# taz.de -- Synchronsprecherin über das Sprechen: „Die Arbeit vitalisiert mich“
       
       > Mit 19 Jahren bekam Luise Lunow ihre erste Rolle als Synchronsprecherin.
       > Heute ist sie 93 und arbeitet immer noch, obwohl sie fast erblindet ist.
       
 (IMG) Bild: Die 93-jährige Synchronsprecherin Luise Lunow bei sich zu Hause in Berlin-Grunewald
       
       taz: Frau Lunow, was bedeutet Ihnen Ihre Stimme? 
       
       Luise Lunow: Eigentlich passt jede Stimme zu ihrem Menschen und sagt viel
       über ihn aus, über seinen Charakter, seine Sensibilität.

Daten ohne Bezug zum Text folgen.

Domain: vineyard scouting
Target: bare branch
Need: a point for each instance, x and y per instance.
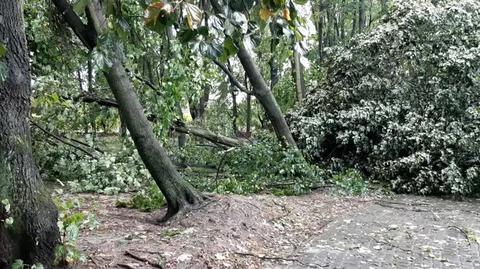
(232, 78)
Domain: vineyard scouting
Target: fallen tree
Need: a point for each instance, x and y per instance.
(222, 140)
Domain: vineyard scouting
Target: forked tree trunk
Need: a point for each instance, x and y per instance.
(265, 97)
(34, 233)
(178, 193)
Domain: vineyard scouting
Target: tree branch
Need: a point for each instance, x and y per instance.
(56, 137)
(208, 135)
(232, 78)
(86, 33)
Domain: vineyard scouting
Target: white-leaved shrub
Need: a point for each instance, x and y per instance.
(402, 103)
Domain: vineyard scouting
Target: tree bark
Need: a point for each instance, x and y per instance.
(208, 135)
(298, 76)
(362, 17)
(179, 193)
(34, 234)
(266, 98)
(354, 19)
(321, 23)
(384, 4)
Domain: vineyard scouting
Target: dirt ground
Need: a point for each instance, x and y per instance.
(229, 232)
(319, 230)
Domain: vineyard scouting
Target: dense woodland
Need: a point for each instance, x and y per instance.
(172, 101)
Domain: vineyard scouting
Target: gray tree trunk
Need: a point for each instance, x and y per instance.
(362, 17)
(178, 193)
(265, 97)
(299, 77)
(34, 233)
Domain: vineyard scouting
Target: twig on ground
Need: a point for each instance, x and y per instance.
(263, 257)
(387, 204)
(142, 259)
(124, 265)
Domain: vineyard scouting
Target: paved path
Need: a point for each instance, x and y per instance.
(403, 232)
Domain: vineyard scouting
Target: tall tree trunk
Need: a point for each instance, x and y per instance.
(34, 234)
(249, 108)
(298, 76)
(262, 92)
(330, 24)
(249, 114)
(233, 93)
(384, 4)
(362, 17)
(321, 23)
(370, 14)
(265, 97)
(197, 110)
(179, 193)
(274, 74)
(342, 22)
(354, 19)
(182, 138)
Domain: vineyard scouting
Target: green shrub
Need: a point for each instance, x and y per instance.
(350, 182)
(71, 222)
(402, 104)
(145, 200)
(266, 165)
(109, 173)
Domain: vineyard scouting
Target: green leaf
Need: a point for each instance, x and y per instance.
(3, 50)
(80, 6)
(18, 264)
(229, 49)
(300, 2)
(3, 71)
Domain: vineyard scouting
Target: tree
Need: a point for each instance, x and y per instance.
(34, 233)
(179, 193)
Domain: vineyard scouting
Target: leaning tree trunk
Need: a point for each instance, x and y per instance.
(265, 97)
(34, 233)
(362, 17)
(178, 193)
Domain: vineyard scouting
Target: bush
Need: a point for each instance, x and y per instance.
(109, 173)
(402, 104)
(267, 166)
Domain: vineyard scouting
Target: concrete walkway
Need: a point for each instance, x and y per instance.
(402, 232)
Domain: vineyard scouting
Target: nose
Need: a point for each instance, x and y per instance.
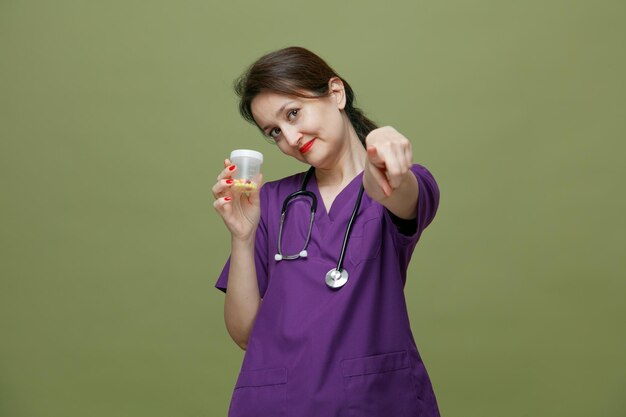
(292, 134)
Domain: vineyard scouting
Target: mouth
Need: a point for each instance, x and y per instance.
(305, 148)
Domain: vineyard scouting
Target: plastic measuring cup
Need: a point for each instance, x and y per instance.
(248, 169)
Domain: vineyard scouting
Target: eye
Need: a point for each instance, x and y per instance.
(292, 114)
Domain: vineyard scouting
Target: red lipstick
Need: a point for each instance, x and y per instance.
(305, 148)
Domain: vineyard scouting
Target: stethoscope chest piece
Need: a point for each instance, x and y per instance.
(336, 278)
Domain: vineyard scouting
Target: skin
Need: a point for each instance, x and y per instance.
(336, 154)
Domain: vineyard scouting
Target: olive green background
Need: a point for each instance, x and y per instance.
(115, 118)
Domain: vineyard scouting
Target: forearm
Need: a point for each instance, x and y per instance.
(402, 201)
(242, 297)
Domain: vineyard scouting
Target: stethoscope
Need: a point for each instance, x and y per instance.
(336, 277)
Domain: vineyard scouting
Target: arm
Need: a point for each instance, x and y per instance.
(242, 300)
(387, 176)
(241, 215)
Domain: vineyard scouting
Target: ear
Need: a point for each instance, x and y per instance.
(337, 91)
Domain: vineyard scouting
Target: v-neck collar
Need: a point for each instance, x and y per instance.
(344, 201)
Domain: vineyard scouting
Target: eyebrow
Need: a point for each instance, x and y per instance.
(278, 113)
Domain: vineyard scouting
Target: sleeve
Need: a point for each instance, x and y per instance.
(260, 252)
(409, 231)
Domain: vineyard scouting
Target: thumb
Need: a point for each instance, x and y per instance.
(255, 196)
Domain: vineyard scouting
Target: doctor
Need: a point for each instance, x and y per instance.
(326, 330)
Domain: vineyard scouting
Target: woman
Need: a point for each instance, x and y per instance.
(325, 329)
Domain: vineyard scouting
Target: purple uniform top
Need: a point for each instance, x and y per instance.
(315, 351)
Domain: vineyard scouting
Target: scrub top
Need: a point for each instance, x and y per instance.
(317, 351)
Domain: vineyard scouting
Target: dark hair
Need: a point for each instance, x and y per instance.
(295, 71)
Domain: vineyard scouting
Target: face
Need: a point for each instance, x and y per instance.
(311, 130)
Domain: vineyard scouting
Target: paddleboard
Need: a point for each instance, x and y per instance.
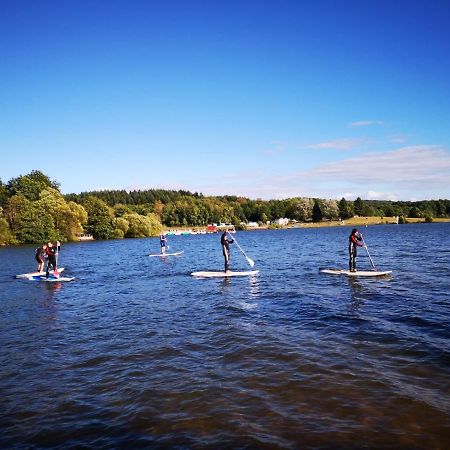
(358, 273)
(161, 255)
(35, 274)
(50, 279)
(224, 274)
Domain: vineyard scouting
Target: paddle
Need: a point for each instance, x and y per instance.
(55, 269)
(250, 261)
(371, 261)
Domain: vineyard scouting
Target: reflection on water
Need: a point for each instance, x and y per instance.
(144, 355)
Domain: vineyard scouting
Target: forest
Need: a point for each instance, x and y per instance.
(33, 210)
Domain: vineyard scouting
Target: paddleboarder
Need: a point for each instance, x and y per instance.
(40, 254)
(354, 241)
(52, 250)
(163, 242)
(226, 249)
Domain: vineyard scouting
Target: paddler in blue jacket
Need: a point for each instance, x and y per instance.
(226, 249)
(354, 241)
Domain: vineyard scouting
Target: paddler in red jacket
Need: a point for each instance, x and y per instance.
(354, 241)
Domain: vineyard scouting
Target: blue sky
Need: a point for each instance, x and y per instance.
(265, 99)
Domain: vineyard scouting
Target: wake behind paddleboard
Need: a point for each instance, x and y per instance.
(161, 255)
(35, 274)
(224, 274)
(50, 279)
(358, 273)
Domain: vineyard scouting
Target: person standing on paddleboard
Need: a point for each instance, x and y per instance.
(226, 249)
(163, 242)
(354, 241)
(40, 254)
(51, 251)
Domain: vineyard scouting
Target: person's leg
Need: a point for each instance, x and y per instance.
(354, 260)
(226, 259)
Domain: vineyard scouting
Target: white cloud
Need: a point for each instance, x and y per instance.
(365, 123)
(276, 148)
(374, 195)
(340, 144)
(415, 167)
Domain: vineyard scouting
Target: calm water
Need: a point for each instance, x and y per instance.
(136, 353)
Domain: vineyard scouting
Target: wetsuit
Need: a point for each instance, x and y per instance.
(226, 250)
(39, 254)
(353, 243)
(162, 241)
(51, 258)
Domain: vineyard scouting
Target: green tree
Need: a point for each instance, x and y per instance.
(142, 226)
(345, 210)
(121, 224)
(99, 222)
(28, 221)
(31, 185)
(6, 237)
(68, 217)
(3, 194)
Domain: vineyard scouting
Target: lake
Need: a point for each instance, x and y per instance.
(136, 353)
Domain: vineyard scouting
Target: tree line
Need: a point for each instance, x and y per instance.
(33, 210)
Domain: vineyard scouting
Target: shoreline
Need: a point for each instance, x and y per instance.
(355, 221)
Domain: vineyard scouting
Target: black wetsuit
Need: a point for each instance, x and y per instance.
(51, 255)
(226, 250)
(39, 254)
(353, 245)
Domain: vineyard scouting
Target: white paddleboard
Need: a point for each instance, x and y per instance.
(224, 274)
(35, 274)
(50, 279)
(161, 255)
(358, 273)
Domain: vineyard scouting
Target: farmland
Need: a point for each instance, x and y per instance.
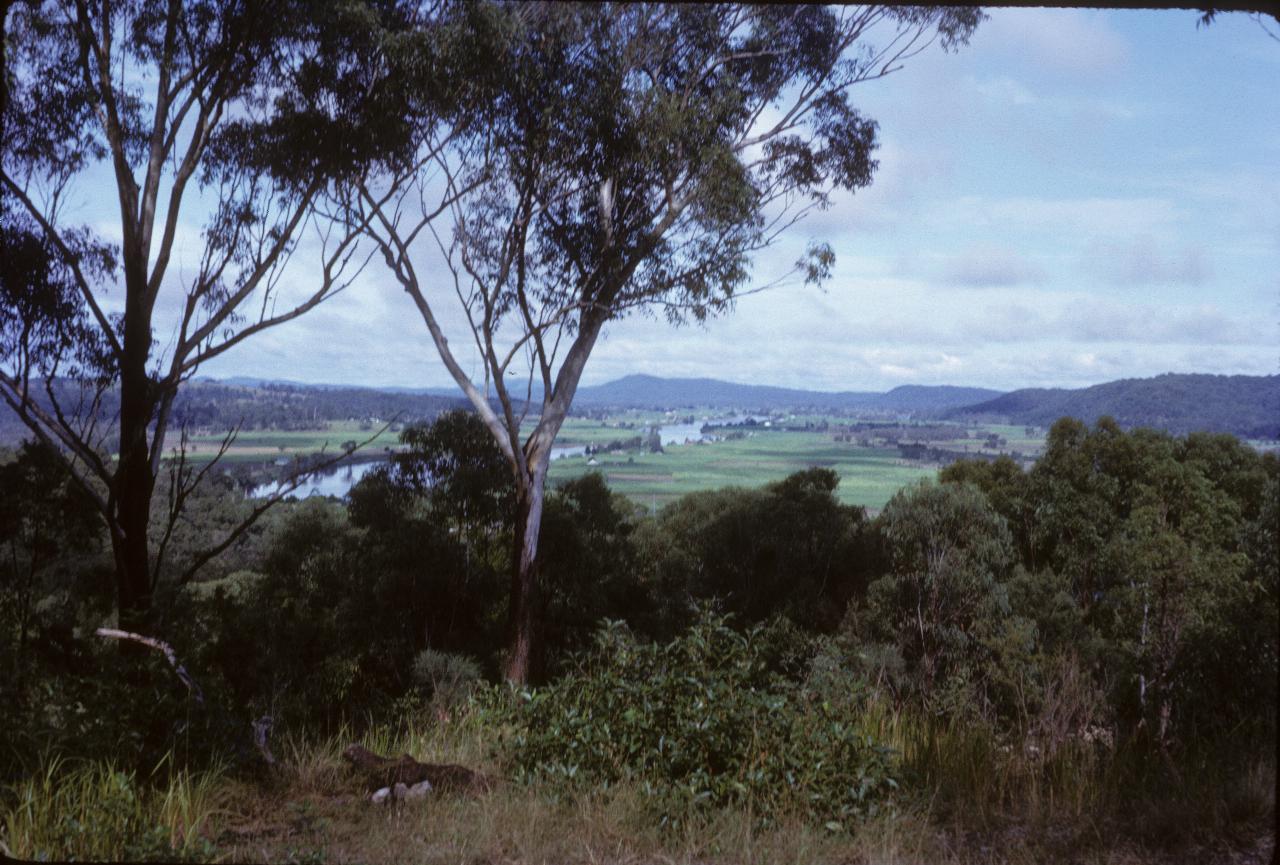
(869, 463)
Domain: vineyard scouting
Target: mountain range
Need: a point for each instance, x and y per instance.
(1243, 404)
(1240, 404)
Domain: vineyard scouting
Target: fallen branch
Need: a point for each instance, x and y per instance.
(387, 772)
(261, 727)
(159, 645)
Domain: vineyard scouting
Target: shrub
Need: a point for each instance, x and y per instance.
(447, 677)
(702, 721)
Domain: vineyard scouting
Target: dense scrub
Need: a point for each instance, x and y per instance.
(1089, 639)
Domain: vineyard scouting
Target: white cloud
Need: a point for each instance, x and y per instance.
(1069, 42)
(1143, 261)
(984, 265)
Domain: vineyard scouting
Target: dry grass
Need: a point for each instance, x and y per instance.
(967, 801)
(982, 805)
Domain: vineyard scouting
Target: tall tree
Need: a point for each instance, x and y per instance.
(627, 158)
(264, 106)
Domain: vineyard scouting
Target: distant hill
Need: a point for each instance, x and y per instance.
(1242, 404)
(652, 392)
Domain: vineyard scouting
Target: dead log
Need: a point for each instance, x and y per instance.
(161, 646)
(387, 772)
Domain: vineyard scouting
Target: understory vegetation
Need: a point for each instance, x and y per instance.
(1074, 662)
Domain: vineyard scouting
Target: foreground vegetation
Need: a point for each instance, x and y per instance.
(1075, 662)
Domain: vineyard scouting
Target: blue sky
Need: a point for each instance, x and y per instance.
(1077, 196)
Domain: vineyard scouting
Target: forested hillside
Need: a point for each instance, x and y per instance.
(653, 392)
(1242, 404)
(206, 404)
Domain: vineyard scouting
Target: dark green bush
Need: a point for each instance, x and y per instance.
(702, 721)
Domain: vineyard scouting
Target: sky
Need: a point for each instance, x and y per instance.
(1074, 197)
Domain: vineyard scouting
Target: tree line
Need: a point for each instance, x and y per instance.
(1125, 585)
(561, 165)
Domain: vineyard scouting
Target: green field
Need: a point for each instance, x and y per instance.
(869, 474)
(260, 445)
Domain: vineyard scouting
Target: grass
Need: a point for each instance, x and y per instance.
(869, 476)
(95, 811)
(967, 799)
(257, 445)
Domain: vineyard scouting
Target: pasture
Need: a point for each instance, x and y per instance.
(872, 467)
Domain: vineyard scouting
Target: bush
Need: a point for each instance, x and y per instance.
(447, 677)
(702, 721)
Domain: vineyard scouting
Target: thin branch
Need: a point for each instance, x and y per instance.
(161, 646)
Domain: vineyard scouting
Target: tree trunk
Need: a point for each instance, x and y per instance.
(133, 481)
(524, 576)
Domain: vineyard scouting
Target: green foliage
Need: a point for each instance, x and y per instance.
(446, 677)
(1152, 561)
(97, 813)
(702, 721)
(789, 549)
(942, 602)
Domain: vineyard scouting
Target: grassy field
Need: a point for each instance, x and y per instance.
(869, 472)
(260, 445)
(869, 476)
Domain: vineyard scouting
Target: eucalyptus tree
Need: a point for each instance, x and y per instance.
(625, 158)
(208, 132)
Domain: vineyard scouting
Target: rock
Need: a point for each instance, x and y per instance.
(419, 790)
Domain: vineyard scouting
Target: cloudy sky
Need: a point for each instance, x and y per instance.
(1074, 197)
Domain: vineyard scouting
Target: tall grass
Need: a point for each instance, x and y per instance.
(91, 810)
(965, 773)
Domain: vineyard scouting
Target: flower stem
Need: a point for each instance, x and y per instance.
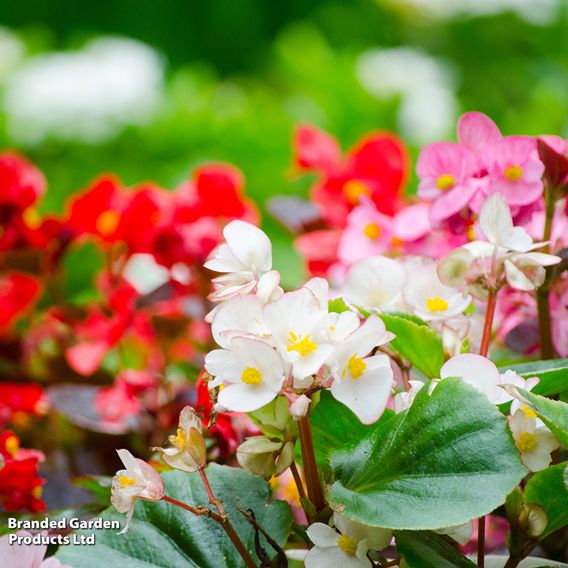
(543, 293)
(483, 351)
(315, 493)
(225, 523)
(488, 324)
(212, 499)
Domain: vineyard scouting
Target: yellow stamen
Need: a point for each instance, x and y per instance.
(356, 366)
(31, 218)
(107, 222)
(179, 439)
(513, 173)
(436, 304)
(526, 442)
(303, 345)
(353, 190)
(12, 445)
(347, 544)
(445, 181)
(125, 481)
(251, 376)
(529, 412)
(372, 231)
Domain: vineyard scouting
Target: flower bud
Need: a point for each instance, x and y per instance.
(188, 452)
(262, 456)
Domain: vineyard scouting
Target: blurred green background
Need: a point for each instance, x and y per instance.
(228, 80)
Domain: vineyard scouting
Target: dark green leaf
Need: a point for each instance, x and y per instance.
(338, 306)
(547, 488)
(417, 343)
(425, 549)
(334, 425)
(553, 375)
(448, 459)
(164, 535)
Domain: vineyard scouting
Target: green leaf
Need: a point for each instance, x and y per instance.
(553, 375)
(417, 343)
(162, 534)
(547, 488)
(446, 460)
(425, 549)
(334, 425)
(553, 413)
(79, 284)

Aber wenn ich
       meine Stimme im Fernsehen oder Rundfunk höre, ist sie mir fremd.
       
       taz: Was sagt Ihre Stimme denn über Sie aus? 
       
       Lunow: Ach Gott. Das müssen andere feststellen.
       
       taz: Ich hätte gedacht, dass sich dieser Meine-Stimme-klingt-fremd-Effekt
       schnell abnutzt. 
       
       Lunow: Inzwischen habe ich so viele Rollen gesprochen, dass ich mich schon
       mit meiner Stimme angefreundet habe.
       
       taz: Ihre erste Rolle als Synchronsprecherin haben Sie mit 19 Jahren
       bekommen. 
       
       Lunow: Ja, damals war ich Schauspielstudentin in Berlin. Da kamen die
       Synchronfirmen zu uns und haben gesagt: Wer Lust hat, der soll doch mal zu
       Probeaufnahmen kommen. Und das habe ich gemacht und ich bekam gleich meine
       erste Rolle. Aber nicht die Tochter, sondern, obwohl ich noch sehr jung
       war, die Mutter.
       
       taz: Heute sind Sie 93 und arbeiten noch immer als Synchronsprecherin. 
       
       Lunow: Aber als Kind wollte ich immer tanzen, war auf der
       Kinder-Ballettschule. Ich bin ja im heutigen Potsdam-Babelsberg
       aufgewachsen. Aber dann kam der „totale Krieg“, alles wurde geschlossen,
       die Theater, die Ballettschule, alles war zu Ende.
       
       taz: Die Bombennächte haben Sie ja direkt miterlebt. 
       
       Lunow: Ja, ich habe den ganzen Krieg mitgemacht. Unsere Schule war
       ausgelagert worden nach Potsdam. Wenn es Alarm gab, durften die Kinder, die
       nahe der Schule wohnten, nach Hause rennen, wir anderen mussten zum
       Wilhelmplatz, in einen großen Bunker.
       
       taz: Heute ist das der Platz der Einheit. 
       
       Lunow: Ja, und in dem Bunker saß ich sehr, sehr oft am Tage, und manchmal
       hörte man die Bomben. Aber die großen Angriffe waren nachts, da waren wir
       in unserem Mietshaus im Luftschutzkeller und hörten, wie die Flugzeuge
       angeflogen kamen. Das war wie Donner. Und manchmal wurden Bomben
       abgeworfen, die pfiffen so. Es hieß aber immer: „Keine Angst, wenn du die
       Bombe pfeifen hörst, dann trifft sie dich nicht.“
       
       taz: Woran erinnern Sie sich noch? 
       
       Lunow: Dass wir am Tage ganz normal gespielt haben, das war ja unser
       Alltag. Und dass ich in meiner ganzen Kindheit immer angezogen ins Bett
       gegangen bin, um schnell in den Keller rennen zu können, wenn Angriffe
       kamen. Das hat mich auch sehr, wie soll ich sagen, beeindruckt.
       
       taz: Haben Sie die Angst irgendwann ablegen können? 
       
       Lunow: Sagen wir so: Wenn ich in einem Film noch mal so Sirenen höre, ist
       das für mich ein Zeichen, ein Achtung-Zeichen. Das ist ein Geräusch, das
       ich überhaupt nicht haben kann. Ja, ansonsten habe ich diese Sachen
       eigentlich ganz gut überstanden.
       
       taz: Wie haben Sie nach dem Krieg weitergemacht? 
       
       Lunow: Nach dem Krieg dauerte es lange, bis die Schulen wieder öffneten.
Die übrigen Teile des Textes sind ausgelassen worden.